Under the proposal, all sides would agree to the creation of a transitional “Council of State” that would run the country for nine to 12 months and set up the new elections.

Hours after the U.S. unveiled the plan, Maduro's government rejected it. Foreign Minister Jorge Arreaza said Venezuela is an independent country and no “false agreement” will distract it from its job.

In a subsequent phone call with reporters, Abrams said that response was entirely predictable and mostly beside the point.

“The plan is not so much an effort to change Nicolas Maduro's mind as it is an effort to appeal to everyone else in Venezuela to change his mind for him,” Abrams said.

Guaido has been the centerpiece of the Trump administration's efforts to oust Maduro for more than a year, but that effort has struggled to gain traction even after the U.S. rallied dozens of nations behind its initiative.

 

Read More: Putin fights U.S. sanctions on Rosneft with new russian state firm in Venezuela

Even as it unveils revisions to its approach, the U.S. continues to increase pressure on the Maduro regime through indictments and more sanctions. Pressed about whether Maduro could run and win a future election, Abrams pointed to opinion polls putting Maduro's support at no greater than 15% and said such an outcome was highly unlikely.

Going further, Pompeo indicated the U.S. wouldn't let Maduro become president again under any circumstance.

“We've made clear all along that Nicolas Maduro will never again govern Venezuela,” Pompeo said at the news briefing.

Read More: Venezuela's Maduro wanted by U.S. on drugs charges with $15 million reward

Less than a week ago, the U.S. Justice Department indicted Maduro and more than a dozen of his close aides on drug trafficking and money laundering charges and put up million of dollars as rewards to those who help bring about their arrests and convictions.

Yet Maduro has hung on so far with continued support from the country's military.

In a Tuesday morning article in the Wall Street Journal, Abrams called on the military to shift its role away from repressing its people, expel Cuban intelligence agents and support the transition. He also called for a new electoral council and supreme court and the reestablishment of a free press.

The envoy argued that, despite the U.S. having backed Guaido for the past 14 months, it has never supported any particular party in Venezuela.

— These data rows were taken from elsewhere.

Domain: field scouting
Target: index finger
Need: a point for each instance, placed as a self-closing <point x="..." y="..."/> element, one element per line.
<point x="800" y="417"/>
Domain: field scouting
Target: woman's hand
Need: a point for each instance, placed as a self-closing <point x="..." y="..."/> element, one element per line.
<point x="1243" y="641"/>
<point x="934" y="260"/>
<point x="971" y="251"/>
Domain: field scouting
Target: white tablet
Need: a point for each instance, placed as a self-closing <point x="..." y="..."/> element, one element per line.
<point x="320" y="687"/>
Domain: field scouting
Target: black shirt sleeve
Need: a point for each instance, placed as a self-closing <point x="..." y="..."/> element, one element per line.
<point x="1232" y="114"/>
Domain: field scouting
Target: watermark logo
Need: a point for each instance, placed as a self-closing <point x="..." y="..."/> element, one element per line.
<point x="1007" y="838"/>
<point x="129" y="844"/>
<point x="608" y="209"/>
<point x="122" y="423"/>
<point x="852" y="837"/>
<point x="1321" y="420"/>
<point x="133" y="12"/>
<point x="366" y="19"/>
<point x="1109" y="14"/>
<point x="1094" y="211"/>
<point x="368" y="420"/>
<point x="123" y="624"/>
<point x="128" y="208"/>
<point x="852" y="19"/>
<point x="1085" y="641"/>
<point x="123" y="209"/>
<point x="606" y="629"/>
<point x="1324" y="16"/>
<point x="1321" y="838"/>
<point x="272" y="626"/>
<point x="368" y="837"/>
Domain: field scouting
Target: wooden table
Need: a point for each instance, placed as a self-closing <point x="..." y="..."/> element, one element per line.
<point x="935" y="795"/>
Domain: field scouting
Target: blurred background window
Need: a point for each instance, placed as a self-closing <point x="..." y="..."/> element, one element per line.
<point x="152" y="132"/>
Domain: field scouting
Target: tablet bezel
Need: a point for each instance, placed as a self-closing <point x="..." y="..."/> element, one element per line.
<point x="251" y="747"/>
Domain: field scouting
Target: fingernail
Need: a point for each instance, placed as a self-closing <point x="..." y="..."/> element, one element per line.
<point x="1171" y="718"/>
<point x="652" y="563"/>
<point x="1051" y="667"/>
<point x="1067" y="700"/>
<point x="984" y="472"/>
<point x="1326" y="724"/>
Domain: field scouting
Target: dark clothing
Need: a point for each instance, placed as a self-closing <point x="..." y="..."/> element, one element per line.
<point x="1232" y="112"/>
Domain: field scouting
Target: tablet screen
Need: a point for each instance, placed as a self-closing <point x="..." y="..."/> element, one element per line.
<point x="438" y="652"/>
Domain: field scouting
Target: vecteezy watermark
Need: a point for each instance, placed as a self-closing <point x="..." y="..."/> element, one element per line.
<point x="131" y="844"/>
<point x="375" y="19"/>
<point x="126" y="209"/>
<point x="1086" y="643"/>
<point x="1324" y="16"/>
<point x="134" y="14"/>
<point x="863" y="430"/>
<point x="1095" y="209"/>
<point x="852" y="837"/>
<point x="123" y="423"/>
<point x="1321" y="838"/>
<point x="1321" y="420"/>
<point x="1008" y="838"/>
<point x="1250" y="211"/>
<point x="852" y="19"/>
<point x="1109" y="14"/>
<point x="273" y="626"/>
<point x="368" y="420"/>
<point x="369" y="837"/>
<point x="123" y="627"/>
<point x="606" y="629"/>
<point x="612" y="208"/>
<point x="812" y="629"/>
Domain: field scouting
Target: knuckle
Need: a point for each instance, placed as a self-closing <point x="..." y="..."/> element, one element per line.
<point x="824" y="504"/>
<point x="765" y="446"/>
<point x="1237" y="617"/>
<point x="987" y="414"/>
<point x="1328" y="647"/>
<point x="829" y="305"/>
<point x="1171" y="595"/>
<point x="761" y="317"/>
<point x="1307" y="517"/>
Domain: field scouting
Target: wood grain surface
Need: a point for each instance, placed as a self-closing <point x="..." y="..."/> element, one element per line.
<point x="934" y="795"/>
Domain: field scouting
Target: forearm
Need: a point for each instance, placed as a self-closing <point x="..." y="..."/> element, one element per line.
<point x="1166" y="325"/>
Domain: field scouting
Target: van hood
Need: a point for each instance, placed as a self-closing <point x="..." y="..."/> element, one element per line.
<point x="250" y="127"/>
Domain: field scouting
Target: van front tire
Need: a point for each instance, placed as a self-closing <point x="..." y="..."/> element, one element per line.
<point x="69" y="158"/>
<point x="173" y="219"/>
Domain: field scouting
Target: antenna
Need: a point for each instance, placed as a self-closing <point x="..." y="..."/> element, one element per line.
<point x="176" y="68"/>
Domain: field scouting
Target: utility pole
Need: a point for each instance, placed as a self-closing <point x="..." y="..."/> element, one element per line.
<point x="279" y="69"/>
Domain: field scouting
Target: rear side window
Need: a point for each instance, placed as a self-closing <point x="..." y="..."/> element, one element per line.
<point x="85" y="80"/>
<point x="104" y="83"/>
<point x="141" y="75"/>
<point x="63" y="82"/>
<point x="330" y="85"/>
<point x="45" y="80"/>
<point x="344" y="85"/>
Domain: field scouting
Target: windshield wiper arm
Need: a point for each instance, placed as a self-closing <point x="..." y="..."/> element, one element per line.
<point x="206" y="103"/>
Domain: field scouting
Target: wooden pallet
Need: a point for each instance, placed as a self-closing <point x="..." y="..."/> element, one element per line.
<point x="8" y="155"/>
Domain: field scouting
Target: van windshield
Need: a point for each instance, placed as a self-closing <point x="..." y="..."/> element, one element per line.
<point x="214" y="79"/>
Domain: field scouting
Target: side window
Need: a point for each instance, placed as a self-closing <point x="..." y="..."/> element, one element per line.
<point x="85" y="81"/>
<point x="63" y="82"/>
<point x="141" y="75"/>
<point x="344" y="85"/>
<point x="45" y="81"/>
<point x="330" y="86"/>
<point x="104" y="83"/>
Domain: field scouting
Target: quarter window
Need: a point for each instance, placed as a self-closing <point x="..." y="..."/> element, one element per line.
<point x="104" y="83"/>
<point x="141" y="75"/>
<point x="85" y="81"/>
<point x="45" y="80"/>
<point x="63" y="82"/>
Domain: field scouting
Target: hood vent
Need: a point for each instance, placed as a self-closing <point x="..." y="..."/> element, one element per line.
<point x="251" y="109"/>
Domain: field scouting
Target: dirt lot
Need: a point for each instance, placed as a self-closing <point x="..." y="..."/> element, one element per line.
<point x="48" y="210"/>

Still, it represents a shift in strategy by the Trump administration, which had predicted after throwing its support behind Guaido more than a year ago that Maduro would remain in power only for weeks, not months. Yet Maduro has taken an increasingly menacing tone toward the opposition.

On Monday evening, he warned of a “knock-knock” operation during a televised address, during which authorities will round up “terrorists” in the coming days to make them “face justice.” By Tuesday morning, Venezuela's public prosecutor had cited Guaido to appear before his office on Thursday regarding an investigation of an alleged plot to assassinate Maduro.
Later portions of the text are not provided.